Non possiamo più girarci dall’altra parte come non possiamo cedere alla spirale della morte che chiama altra morte e del terrore che chiama altro terrore. E se vogliamo provare, per un secondo, a sforzarci di restare umani e non abbassarsi al livello delle bestie che hanno sconvolto Parigi dobbiamo ricordare che ogni giorno 42500 persone fuggono dalla guerra. Quarantaduemilacinquecento. Fuggono da quella morte e da quella follia che oggi appare nitida ai nostri occhi. Quella che qui ci ha sconvolto in una notte di venerdì e che in altre parti del mondo, non certo lontanissime da casa nostra, è una drammatica quotidianità.

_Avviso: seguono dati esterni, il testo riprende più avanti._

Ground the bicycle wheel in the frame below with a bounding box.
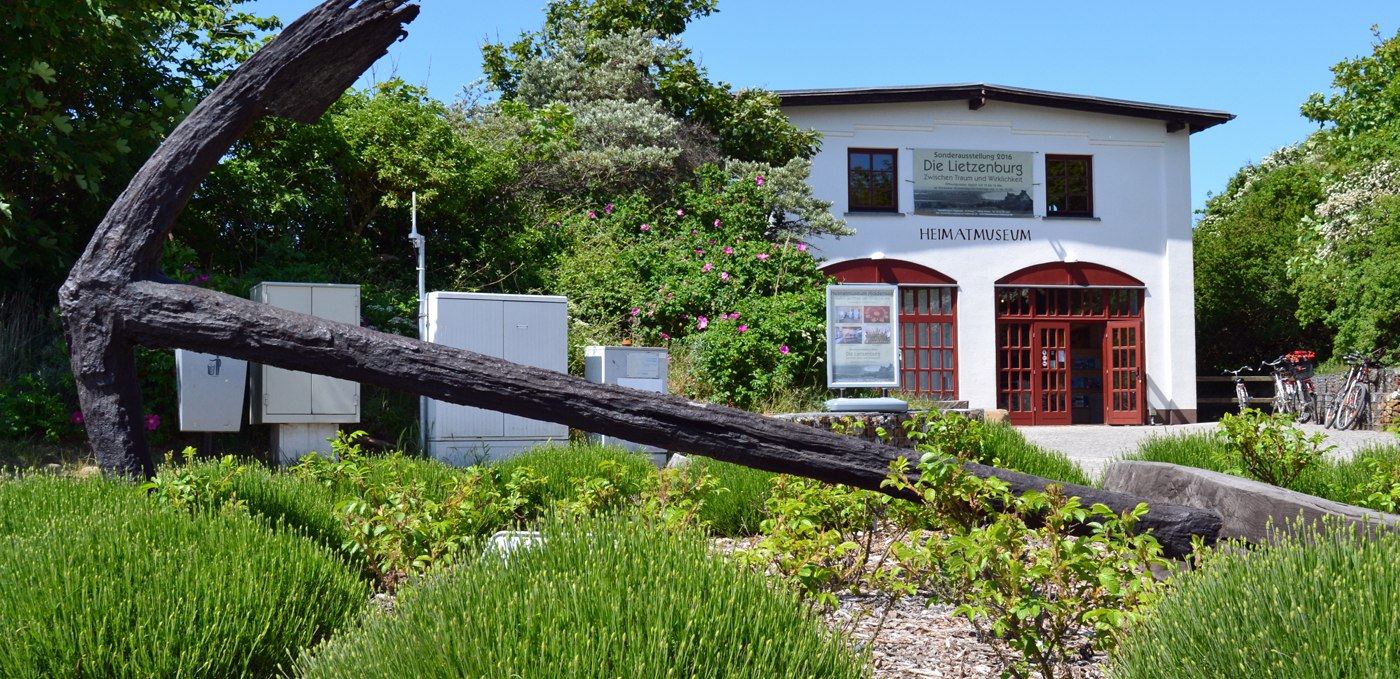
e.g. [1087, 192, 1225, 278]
[1274, 379, 1295, 414]
[1298, 389, 1320, 424]
[1333, 384, 1371, 430]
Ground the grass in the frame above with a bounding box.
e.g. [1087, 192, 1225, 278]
[297, 518, 865, 679]
[1123, 433, 1400, 505]
[0, 475, 368, 678]
[690, 456, 777, 538]
[986, 423, 1095, 486]
[1112, 526, 1400, 679]
[491, 444, 657, 505]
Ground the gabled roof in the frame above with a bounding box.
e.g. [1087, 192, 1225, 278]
[777, 83, 1235, 133]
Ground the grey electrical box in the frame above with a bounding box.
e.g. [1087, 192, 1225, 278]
[249, 283, 360, 424]
[423, 293, 568, 465]
[584, 346, 669, 465]
[175, 349, 248, 431]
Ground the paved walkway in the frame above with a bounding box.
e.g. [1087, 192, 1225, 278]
[1016, 421, 1400, 476]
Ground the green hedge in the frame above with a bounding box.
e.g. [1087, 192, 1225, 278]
[690, 456, 777, 538]
[1112, 528, 1400, 679]
[297, 519, 865, 679]
[493, 444, 657, 505]
[985, 423, 1095, 486]
[0, 476, 368, 678]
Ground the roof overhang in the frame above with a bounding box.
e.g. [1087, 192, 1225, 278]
[777, 83, 1235, 134]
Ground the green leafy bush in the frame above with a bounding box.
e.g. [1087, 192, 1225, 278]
[491, 444, 657, 507]
[553, 165, 834, 407]
[1113, 526, 1400, 679]
[1217, 407, 1336, 489]
[293, 431, 545, 589]
[738, 475, 893, 606]
[0, 374, 78, 442]
[1123, 433, 1400, 511]
[297, 518, 865, 679]
[986, 424, 1093, 486]
[886, 454, 1165, 679]
[690, 456, 777, 538]
[0, 476, 368, 678]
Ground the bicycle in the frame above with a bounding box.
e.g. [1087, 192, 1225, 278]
[1259, 351, 1316, 424]
[1326, 349, 1382, 430]
[1225, 365, 1250, 414]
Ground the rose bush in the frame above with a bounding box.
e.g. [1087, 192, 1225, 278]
[553, 165, 826, 407]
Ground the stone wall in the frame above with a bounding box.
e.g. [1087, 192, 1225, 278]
[1313, 368, 1400, 431]
[771, 409, 987, 448]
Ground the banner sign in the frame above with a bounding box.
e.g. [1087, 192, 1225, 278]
[826, 284, 899, 389]
[914, 148, 1035, 217]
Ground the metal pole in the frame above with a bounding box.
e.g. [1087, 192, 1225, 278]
[409, 192, 428, 452]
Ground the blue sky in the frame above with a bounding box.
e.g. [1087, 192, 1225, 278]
[245, 0, 1400, 214]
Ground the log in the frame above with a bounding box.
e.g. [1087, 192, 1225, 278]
[60, 0, 1219, 556]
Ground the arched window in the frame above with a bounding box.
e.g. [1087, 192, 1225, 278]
[825, 259, 958, 400]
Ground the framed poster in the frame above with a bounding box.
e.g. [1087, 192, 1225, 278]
[826, 284, 899, 389]
[914, 148, 1035, 217]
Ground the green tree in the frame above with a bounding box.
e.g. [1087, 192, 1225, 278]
[0, 0, 276, 288]
[1193, 144, 1330, 374]
[176, 80, 529, 300]
[482, 0, 818, 165]
[1302, 25, 1400, 139]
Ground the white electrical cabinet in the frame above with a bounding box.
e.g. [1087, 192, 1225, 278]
[175, 349, 248, 431]
[584, 346, 669, 465]
[249, 283, 360, 424]
[423, 293, 568, 465]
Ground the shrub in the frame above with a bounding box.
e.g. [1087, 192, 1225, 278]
[297, 518, 865, 679]
[225, 462, 349, 550]
[690, 456, 777, 538]
[1113, 518, 1400, 679]
[0, 476, 367, 678]
[491, 445, 657, 507]
[885, 454, 1165, 679]
[986, 424, 1093, 486]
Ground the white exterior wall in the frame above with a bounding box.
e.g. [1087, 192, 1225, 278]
[784, 99, 1196, 413]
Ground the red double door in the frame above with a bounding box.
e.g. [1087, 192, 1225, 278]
[997, 319, 1147, 424]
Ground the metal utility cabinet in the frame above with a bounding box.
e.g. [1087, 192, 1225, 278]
[584, 346, 669, 466]
[423, 293, 568, 465]
[249, 283, 360, 462]
[175, 349, 248, 431]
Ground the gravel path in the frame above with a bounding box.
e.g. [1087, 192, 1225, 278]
[1016, 421, 1400, 476]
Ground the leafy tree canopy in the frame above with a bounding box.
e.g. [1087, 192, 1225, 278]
[482, 0, 818, 165]
[1194, 27, 1400, 370]
[0, 0, 277, 287]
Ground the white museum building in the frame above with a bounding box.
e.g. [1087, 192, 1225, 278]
[778, 84, 1233, 424]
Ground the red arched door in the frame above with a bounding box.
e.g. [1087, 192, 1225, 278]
[823, 259, 958, 400]
[997, 262, 1147, 424]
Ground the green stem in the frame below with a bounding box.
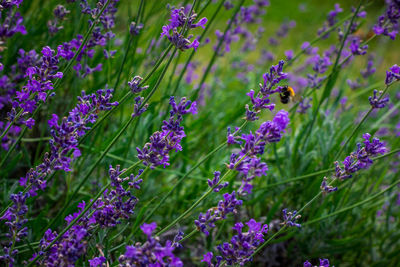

Aiutare gli uni e combattere gli altri non è solo un ‘si può’ ma un ‘si deve’.
E allora chiedo davvero, col cuore, di non considerare le nostre morti diverse dalle morti altrove. Di non cedere a facili (ma errate) generalizzazioni. Chiedo di ricordare che la follia degli estremismi si annida ovunque e che la storia recente racconta anche di Oslo e Utoya, sangue anti islamico, giovani barbaramente uccisi anche in quel caso nel loro vivere quotidiano da una mano che si professava cristiana.
Pensiamoci, almeno. Riflettiamoci per un attimo cercando di non cedere a quella paura che oggi, inevitabilmente, ci sentiamo addosso. Abbiamo il dovere di farlo, e di reagire, tutti insieme. Solo così riusciremo a vincere. Solo così la civiltà potrà continuare a essere più forte della barbarie.